Achieving high efficiency and improved stability in large-area ITO-free perovskite solar cells with thiol-functionalized self-assembled monolayers

Abstract

We report a novel protocol for achieving highly efficient and stable indium-tin-oxide (ITO)-free large-area perovskite solar cells (PeSCs) by introducing thiol-functionalized self-assembled monolayers (SAMs) to modify the interfacial properties of the devices. Two SAM molecules, 3-mercaptopropyltrimethoxysilane (MPTMS) and (11-mercaptoundecyl)trimethylammonium bromide (MUTAB), are employed as the seed layer for an ultrathin Ag transparent electrode and cathode buffer layer (CBL), respectively. Our results indicate that both SAMs can afford admirable interfacial properties.
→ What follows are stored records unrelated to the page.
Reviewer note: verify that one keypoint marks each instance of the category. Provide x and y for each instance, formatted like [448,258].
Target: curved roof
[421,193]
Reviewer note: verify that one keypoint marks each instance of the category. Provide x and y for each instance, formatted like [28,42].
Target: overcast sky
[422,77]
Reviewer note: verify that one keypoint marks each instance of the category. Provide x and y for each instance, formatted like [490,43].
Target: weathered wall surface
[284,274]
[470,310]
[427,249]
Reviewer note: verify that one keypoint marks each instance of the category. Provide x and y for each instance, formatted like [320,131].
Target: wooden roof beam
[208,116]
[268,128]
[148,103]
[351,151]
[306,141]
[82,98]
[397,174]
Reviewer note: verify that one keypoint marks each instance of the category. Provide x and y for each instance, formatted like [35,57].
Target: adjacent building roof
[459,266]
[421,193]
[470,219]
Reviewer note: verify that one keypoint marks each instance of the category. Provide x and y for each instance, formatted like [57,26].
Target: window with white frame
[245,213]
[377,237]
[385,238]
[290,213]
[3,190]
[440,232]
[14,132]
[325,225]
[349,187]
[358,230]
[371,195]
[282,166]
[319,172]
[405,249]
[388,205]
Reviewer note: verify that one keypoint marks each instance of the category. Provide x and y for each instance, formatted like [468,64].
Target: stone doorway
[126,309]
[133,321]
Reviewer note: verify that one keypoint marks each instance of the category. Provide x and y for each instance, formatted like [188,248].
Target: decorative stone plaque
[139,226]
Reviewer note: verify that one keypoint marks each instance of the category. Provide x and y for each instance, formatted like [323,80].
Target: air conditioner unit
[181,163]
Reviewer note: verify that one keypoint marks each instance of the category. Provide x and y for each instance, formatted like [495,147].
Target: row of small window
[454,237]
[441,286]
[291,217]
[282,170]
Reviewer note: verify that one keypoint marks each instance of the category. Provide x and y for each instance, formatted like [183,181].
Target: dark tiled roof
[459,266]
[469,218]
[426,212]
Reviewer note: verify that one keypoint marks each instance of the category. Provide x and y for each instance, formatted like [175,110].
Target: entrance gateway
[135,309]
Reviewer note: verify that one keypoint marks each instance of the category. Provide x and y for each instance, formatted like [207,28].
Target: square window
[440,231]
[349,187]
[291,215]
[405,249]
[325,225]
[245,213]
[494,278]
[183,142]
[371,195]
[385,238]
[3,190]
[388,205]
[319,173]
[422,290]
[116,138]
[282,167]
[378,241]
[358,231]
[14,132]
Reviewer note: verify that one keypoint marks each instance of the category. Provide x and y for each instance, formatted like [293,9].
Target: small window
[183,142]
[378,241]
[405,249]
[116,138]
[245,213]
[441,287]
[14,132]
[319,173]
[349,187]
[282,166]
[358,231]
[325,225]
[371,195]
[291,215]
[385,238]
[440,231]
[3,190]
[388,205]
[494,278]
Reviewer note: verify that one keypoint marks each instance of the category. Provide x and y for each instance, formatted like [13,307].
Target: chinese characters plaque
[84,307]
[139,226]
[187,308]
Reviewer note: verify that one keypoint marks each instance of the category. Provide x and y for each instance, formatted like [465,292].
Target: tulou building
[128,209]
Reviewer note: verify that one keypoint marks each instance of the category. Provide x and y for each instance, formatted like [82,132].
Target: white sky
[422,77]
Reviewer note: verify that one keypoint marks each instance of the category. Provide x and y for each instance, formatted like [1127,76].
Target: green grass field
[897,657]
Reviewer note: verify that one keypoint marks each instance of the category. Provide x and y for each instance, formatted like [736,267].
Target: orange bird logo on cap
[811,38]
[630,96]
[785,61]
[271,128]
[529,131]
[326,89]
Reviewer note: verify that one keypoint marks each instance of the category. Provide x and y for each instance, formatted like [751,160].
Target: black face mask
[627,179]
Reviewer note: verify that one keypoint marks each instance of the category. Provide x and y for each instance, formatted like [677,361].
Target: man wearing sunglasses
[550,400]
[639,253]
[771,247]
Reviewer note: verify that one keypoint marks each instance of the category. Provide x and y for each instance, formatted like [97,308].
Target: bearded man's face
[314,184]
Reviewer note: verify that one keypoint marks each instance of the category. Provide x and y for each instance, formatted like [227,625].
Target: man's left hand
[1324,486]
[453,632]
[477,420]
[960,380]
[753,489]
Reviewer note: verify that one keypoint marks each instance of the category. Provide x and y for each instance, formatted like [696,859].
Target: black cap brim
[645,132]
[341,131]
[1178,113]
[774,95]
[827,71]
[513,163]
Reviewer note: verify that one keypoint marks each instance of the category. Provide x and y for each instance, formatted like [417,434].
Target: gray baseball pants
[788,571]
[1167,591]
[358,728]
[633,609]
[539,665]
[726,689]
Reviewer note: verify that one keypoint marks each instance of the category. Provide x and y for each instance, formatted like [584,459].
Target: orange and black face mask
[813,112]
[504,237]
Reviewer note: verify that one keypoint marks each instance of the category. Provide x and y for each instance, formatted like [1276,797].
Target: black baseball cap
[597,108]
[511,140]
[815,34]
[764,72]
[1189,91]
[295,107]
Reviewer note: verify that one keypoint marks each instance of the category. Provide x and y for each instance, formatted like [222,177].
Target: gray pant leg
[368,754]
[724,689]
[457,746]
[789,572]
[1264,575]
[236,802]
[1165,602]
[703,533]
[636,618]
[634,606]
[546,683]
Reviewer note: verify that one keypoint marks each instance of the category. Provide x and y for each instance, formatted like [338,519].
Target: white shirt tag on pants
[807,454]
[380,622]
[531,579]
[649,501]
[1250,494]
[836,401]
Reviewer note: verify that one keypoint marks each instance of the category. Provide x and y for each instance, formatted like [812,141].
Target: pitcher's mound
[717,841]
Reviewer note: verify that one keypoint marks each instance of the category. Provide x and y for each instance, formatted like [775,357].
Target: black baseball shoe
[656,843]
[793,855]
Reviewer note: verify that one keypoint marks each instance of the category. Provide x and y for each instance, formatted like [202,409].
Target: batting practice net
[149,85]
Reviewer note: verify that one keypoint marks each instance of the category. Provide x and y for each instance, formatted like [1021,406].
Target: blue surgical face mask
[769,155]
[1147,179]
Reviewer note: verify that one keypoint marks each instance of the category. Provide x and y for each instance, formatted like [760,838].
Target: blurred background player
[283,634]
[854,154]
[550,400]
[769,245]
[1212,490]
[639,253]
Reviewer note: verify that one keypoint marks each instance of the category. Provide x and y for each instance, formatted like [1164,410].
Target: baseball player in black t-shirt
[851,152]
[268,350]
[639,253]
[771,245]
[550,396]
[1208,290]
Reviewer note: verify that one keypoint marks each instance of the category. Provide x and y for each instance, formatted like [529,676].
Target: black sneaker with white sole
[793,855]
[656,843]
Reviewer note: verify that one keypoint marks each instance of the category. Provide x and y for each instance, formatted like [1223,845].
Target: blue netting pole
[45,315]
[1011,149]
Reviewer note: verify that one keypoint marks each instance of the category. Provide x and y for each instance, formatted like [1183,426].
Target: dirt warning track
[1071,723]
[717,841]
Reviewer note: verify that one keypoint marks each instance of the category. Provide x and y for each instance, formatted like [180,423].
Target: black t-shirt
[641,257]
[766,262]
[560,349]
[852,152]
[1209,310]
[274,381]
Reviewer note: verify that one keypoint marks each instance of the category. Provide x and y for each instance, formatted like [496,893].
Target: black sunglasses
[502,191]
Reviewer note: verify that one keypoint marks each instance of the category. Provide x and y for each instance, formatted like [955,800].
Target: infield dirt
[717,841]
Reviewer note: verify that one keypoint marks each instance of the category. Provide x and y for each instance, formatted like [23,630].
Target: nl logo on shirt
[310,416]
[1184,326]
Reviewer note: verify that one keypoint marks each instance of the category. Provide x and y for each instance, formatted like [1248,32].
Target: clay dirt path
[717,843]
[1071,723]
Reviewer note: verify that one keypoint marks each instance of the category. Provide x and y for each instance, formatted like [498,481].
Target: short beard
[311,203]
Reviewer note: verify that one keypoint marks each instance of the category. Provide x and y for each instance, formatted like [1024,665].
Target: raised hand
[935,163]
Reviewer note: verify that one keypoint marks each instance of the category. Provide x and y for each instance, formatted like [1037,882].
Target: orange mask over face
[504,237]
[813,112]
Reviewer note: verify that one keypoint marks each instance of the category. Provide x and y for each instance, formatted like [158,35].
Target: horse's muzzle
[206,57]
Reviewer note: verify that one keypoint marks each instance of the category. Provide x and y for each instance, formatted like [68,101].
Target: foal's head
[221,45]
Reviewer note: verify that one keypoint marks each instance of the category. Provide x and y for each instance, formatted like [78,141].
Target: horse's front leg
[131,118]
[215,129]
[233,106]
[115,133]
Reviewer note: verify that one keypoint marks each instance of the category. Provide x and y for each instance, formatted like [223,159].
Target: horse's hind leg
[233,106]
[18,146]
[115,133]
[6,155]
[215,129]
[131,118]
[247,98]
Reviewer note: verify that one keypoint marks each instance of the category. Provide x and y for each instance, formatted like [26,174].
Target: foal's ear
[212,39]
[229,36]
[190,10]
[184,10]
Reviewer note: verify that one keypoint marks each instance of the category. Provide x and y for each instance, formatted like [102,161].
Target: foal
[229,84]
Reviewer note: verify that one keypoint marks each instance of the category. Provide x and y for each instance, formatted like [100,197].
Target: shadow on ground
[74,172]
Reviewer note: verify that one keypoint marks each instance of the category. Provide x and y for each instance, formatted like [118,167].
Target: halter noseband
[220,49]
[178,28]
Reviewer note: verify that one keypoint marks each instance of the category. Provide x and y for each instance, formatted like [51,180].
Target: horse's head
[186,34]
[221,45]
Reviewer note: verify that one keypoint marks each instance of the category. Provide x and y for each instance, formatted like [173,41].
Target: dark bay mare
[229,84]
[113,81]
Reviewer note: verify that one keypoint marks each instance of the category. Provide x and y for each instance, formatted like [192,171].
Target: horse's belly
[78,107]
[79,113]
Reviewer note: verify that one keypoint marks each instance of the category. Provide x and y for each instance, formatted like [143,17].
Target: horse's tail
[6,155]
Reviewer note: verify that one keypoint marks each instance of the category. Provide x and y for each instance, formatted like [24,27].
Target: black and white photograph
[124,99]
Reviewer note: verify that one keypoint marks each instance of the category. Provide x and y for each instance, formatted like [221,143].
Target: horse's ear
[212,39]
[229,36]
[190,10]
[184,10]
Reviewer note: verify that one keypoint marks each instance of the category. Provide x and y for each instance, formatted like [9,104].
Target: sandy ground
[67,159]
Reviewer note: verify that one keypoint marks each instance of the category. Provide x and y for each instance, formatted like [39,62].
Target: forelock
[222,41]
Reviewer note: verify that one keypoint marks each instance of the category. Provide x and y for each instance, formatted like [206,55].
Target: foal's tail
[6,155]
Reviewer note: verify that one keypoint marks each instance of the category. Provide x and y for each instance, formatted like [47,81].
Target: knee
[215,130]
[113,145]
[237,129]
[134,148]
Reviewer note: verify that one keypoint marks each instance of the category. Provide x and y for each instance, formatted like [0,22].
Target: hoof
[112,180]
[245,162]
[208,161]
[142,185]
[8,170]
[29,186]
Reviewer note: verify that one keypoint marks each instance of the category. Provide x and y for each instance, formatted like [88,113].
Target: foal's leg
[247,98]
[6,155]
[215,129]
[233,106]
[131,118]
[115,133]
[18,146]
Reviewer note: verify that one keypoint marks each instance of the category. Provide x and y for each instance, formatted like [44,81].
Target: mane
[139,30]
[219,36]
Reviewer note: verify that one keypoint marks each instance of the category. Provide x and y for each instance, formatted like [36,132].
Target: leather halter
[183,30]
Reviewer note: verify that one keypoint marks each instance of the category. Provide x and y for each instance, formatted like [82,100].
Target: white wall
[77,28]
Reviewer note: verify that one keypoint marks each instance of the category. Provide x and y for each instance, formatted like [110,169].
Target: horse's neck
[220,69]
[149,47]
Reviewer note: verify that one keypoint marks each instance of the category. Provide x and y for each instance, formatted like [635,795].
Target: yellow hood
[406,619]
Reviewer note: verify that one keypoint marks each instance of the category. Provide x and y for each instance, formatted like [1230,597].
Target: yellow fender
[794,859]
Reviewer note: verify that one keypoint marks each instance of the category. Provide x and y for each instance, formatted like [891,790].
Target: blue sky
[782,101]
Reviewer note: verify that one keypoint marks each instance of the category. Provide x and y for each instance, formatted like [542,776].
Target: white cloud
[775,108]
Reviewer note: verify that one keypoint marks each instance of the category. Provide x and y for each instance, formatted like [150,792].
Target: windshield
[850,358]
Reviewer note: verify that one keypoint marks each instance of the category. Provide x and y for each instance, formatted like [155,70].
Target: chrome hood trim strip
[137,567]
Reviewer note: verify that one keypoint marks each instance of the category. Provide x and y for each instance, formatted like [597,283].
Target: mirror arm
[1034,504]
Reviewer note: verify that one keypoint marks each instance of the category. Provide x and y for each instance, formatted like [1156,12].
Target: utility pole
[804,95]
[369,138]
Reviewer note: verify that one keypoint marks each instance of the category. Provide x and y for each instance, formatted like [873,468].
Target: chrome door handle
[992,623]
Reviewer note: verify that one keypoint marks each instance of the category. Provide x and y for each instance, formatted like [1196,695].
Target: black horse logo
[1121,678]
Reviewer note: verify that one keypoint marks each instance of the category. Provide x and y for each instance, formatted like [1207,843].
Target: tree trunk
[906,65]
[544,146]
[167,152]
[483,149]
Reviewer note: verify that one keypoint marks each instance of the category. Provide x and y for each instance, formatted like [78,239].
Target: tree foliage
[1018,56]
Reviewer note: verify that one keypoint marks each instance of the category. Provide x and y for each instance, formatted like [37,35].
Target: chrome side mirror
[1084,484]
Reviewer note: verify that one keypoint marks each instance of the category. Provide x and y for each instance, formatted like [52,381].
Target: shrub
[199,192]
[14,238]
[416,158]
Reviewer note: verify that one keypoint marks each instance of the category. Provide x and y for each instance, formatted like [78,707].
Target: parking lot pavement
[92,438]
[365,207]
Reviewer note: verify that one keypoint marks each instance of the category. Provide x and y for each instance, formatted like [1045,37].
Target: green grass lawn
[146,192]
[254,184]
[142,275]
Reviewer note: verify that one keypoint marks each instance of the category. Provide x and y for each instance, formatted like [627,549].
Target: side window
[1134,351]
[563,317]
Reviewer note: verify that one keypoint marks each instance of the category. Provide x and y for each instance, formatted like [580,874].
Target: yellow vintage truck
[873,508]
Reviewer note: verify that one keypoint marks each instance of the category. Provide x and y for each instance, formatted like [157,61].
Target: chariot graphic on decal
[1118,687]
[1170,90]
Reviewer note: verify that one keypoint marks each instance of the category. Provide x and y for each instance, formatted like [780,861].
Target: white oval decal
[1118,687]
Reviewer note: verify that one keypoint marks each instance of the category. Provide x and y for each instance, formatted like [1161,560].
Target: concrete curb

The thiol groups on the MPTMS SAM can interact with the incident Ag atoms, thereby lowering the percolation thickness of the Ag film to 8 nm. The resulting ultrathin Ag film provides several remarkable features for use as the transparent electrode in PeSCs, including a low resistance of ∼6 Ω sq⁻¹, high average transmittance up to ∼78%, and high robustness against solvents and mechanical deformation. In addition to using the MPTMS SAM as the seed layer, the double-end functionalized MUTAB can not only covalently bond to the Ag surface for SAM formation, but also induce the formation of favorable interfacial dipoles to turn a high work-function (WF) Ag electrode into an efficient low-WF electrode. With these desired interfacial properties, the resulting devices deliver a power conversion efficiency (PCE) up to 16.2%. Notably, a high PCE up to ∼16% can be secured for large-area devices (1.2 cm²) with a SAM-modified ultrathin Ag electrode, which represents the highest performance ever reported for PeSCs with similar active areas. More significantly, the resulting devices also possess good ambient stability without the need for rigorous encapsulation.